Simulate the effect of stellar spots on the observed spectrum.

In [None]:
# Stellar parameters
spot_coverage = 0.3  # 30% of stellar surface covered
spot_temperature = 4000  # K
star_temperature = 5800  # K

# Wavelength grid
wavelength = np.linspace(0.5, 5.0, 1000)

# Blackbody models
spot_bb = BlackBody(temperature=spot_temperature * u.K)
star_bb = BlackBody(temperature=star_temperature * u.K)

# Compute flux
spot_flux = spot_bb(wavelength * u.um).to(
    u.erg / (u.cm**2 * u.s * u.um * u.sr), 
    u.spectral_density(wavelength * u.um)
)
star_flux = star_bb(wavelength * u.um).to(
    u.erg / (u.cm**2 * u.s * u.um * u.sr), 
    u.spectral_density(wavelength * u.um)
)

# Combine spot and pristine stellar flux
combined_flux = (1 - spot_coverage) * star_flux.value + spot_coverage * spot_flux.value
normalized_combined_flux = combined_flux / np.max(combined_flux)
normalized_star_flux = star_flux.value / np.max(star_flux.value)
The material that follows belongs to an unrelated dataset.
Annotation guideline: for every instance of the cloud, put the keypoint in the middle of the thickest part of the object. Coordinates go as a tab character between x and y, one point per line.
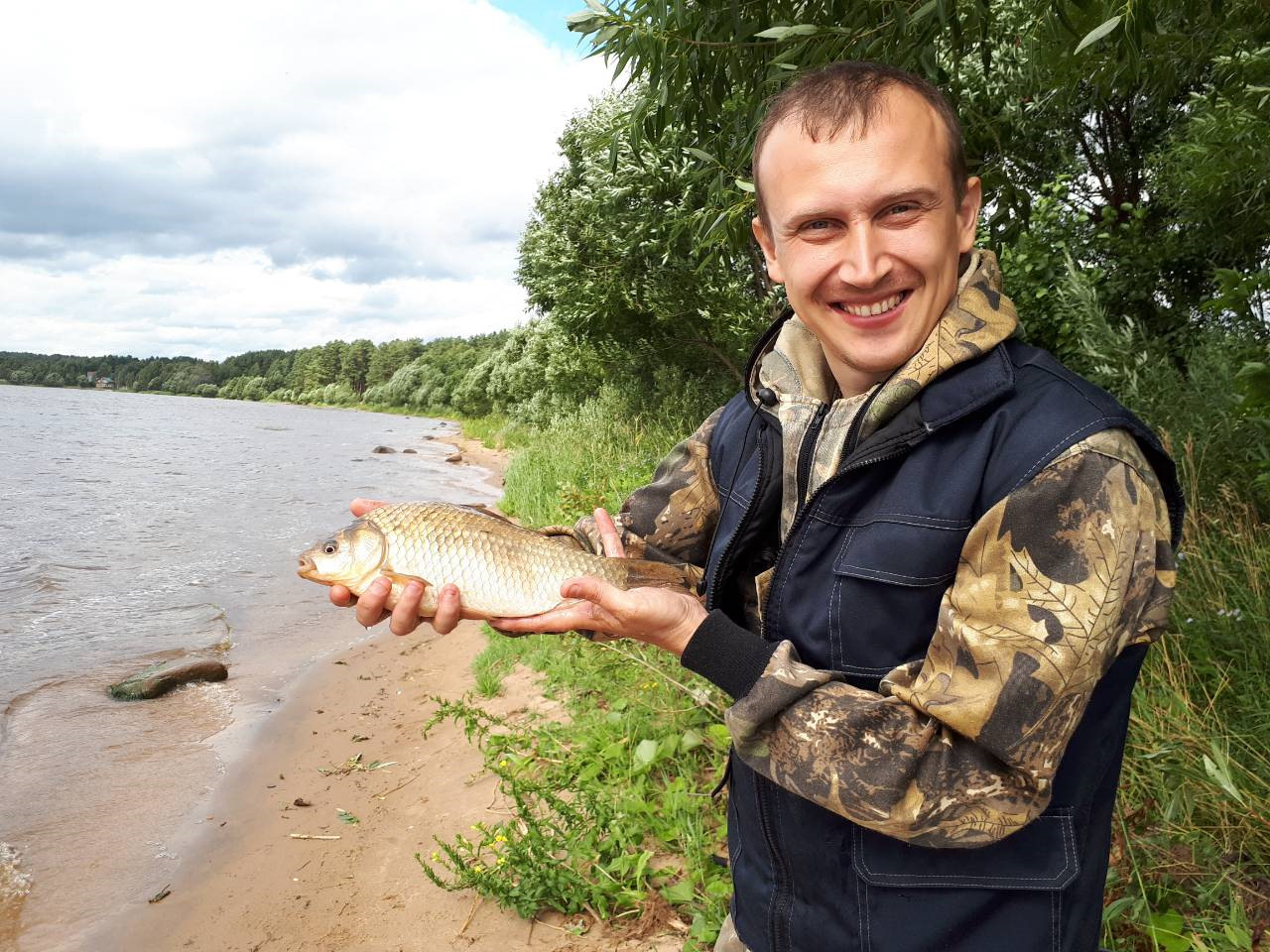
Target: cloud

# Plot effect of stellar spots
plt.figure()
plt.plot(wavelength, normalized_combined_flux, label="With Stellar Spots (30% coverage)", color="red", linewidth=2)
plt.plot(wavelength, normalized_star_flux, label="Pristine Star", color="gold", linestyle="--", linewidth=2)
plt.xlabel("Wavelength (µm)")
plt.ylabel("Normalized Flux")
plt.title("Effect of Stellar Spots on WASP-39b Spectrum")
plt.legend()
plt.grid(alpha=0.3)
plt.show()

print(f"\nStellar spot effect analysis:")
print(f"  Spot coverage: {spot_coverage*100:.0f}%")
print(f"  Spot temperature: {spot_temperature} K")
print(f"  Star temperature: {star_temperature} K")
print(f"  Temperature contrast: {star_temperature - spot_temperature} K")

## Summary

This analysis successfully:

1. ✅ Processed 1,611 FITS extensions from JWST spectroscopic observations
2. ✅ Applied Savitzky-Golay filtering for noise reduction
3. ✅ Identified molecular absorption features (CO₂, H₂O, Na)
4. ✅ Calculated transit depths for atmospheric composition inference
5. ✅ Built a forward atmospheric model
6. ✅ Used MCMC to estimate temperature and molecular abundances
7. ✅ Evaluated systematic effects from stellar contamination

The results provide constraints on WASP-39b's atmospheric properties and demonstrate the application of Bayesian inference to exoplanet characterization.